Pues sí. Luisa Ortega Díaz lo hizo en nombre del régimen y la revolución etiquetada por ellos mismos como “feminista”. Con esas ligerezas del lenguaje, indeterminadas en protagonistas y tiempos, que suelen usar para insultar, humillar y degradar. “Antes”. “Mujeres”. “Partes de su cuerpo”. Y pregunto. ¿Antes?: ¿cuándo? ¿Mujeres?: ¿cuáles, quiénes, dónde? ¿Partes de su cuerpo?: ¿cuáles? Dicho en criollo, la Fiscal se metió pa’lo hondo, y como que no midió sus palabras.

Volvió a demostrar que el régimen, en el tema de mujeres, lo que mejor hace es usarlo como bandera política, y que hasta esas mismas mujeres que dicen defender y valorar, serán arrolladas sin miramientos cuando de criticar a la Cuarta República se trate. Demostró también, eficientemente, que para ser machista no hace falta ser hombre. Así, de la boca de la Fiscal salió una de las expresiones más peyorativas y sexistas nunca antes expresadas por figuras del régimen desde aquella deleznable afirmación hecha a través de los medios por el mismísimo Hugo Chávez, en la que le ofrecía a su entonces señora esposa darle “lo suyo”.

Por sí la dieta diaria de insultos que nos propinan distintos personeros del régimen no era suficiente, ahora resulta que todas las mujeres profesionales de este país estamos bajo sospecha de ser putas. Y que me perdonen las putas que no pidieron ser metidas en esto. Pero no señora Fiscal. Usted se equivoca. No entregué ninguna parte de mi cuerpo para que me asignaran un cupo en la Universidad Central de Venezuela, ni para pasar una materia, ni para graduarme. No conozco a nadie, ninguna de mis numerosas colegas, profesoras, amigas, allegadas, familiares que haya tenido que vender su cuerpo para lograr entrar en una institución de educación superior. La única parte de mi cuerpo que di, y con todo gusto, durante mi formación académica fue mi cerebro. Y no para que me adoctrinaran. Lo ofrecí voluntariamente para que fuese llenado de ideas, de valores y de conocimientos.

Resulta inadmisible que usted ponga gratuitamente en tela de juicio la moral de las mujeres que estudiamos y egresamos “antes”, y de las personas involucradas en los procesos de admisión en las universidades, de numerosos profesores y profesoras, y de personal de todo tipo que estoy segura – porque me consta – que nunca han pedido que una mujer se acueste con ellos para lograr estudiar.

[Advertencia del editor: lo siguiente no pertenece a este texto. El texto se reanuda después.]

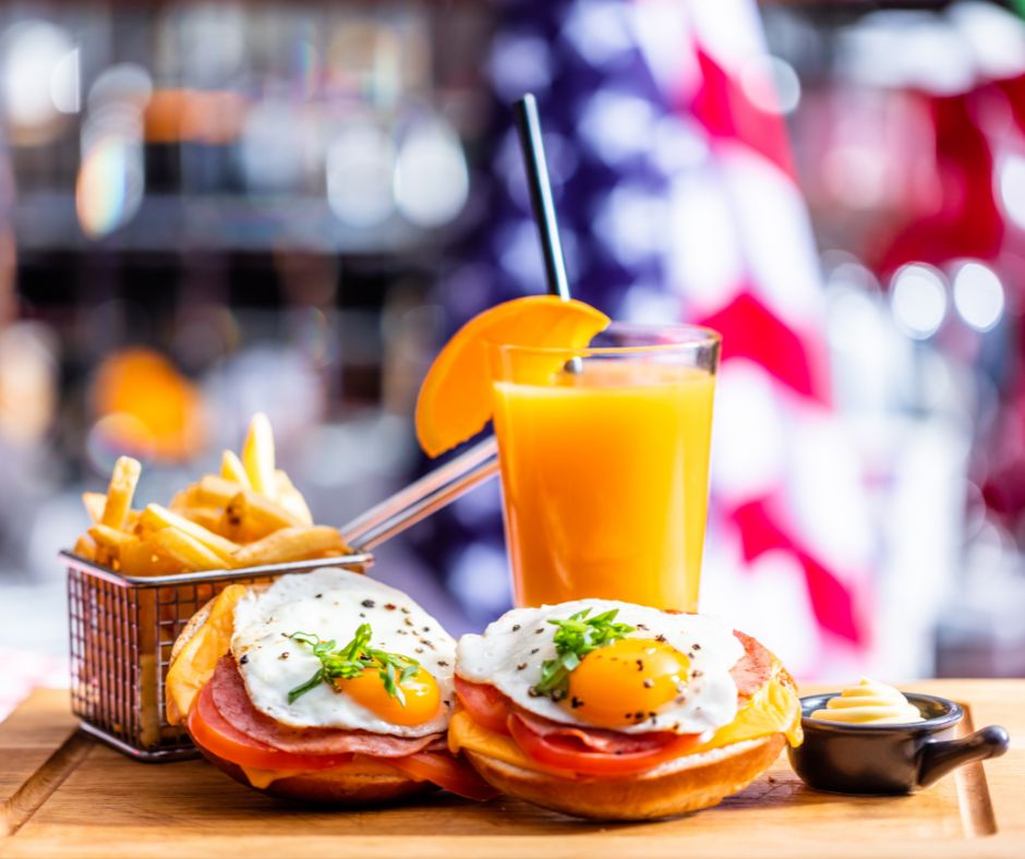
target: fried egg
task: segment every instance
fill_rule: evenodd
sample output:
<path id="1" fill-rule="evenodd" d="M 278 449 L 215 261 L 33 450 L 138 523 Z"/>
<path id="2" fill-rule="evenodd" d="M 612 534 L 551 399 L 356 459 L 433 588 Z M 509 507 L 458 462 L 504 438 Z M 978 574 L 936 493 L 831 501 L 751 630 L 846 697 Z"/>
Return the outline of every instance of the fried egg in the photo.
<path id="1" fill-rule="evenodd" d="M 370 624 L 367 646 L 420 663 L 402 681 L 405 703 L 388 693 L 374 669 L 334 683 L 317 682 L 289 703 L 289 692 L 322 667 L 302 632 L 338 649 Z M 448 725 L 455 640 L 395 588 L 341 569 L 282 576 L 265 591 L 250 590 L 234 609 L 231 653 L 253 706 L 285 725 L 343 728 L 423 737 Z"/>
<path id="2" fill-rule="evenodd" d="M 552 620 L 617 609 L 625 638 L 586 654 L 558 700 L 539 694 L 542 665 L 556 656 Z M 516 704 L 562 724 L 629 734 L 704 734 L 733 722 L 737 686 L 729 669 L 744 655 L 732 628 L 707 615 L 674 615 L 611 600 L 516 608 L 481 636 L 463 636 L 456 673 L 496 687 Z"/>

Cierto, durante la Cuarta ingresar a las universidades no era fácil, y seguro en ese entonces, como ahora, se cometieron irregularidades de distinta índole, pero hacer una tamaña afirmación como la que usted hace, con sus tiempos y actores indeterminados, es una ofensa a todas las mujeres que hemos ingresado y egresado de las universidades venezolanas.

Sí usted sabe de algún caso dígalo abierta y transparentemente. De la misma manera que desde el régimen, cada vez que se hace una denuncia, gritan y ladran exigiendo pruebas, le digo yo a usted que no haga generalizaciones, y sustente con evidencias lo que ha afirmado. Y sí no puede hacerlo, pues entonces nos debe una disculpa pública a todas las mujeres universitarias de Venezuela.

Publicado en CesarMiguelRondon.com el 23 de mayo de 2015.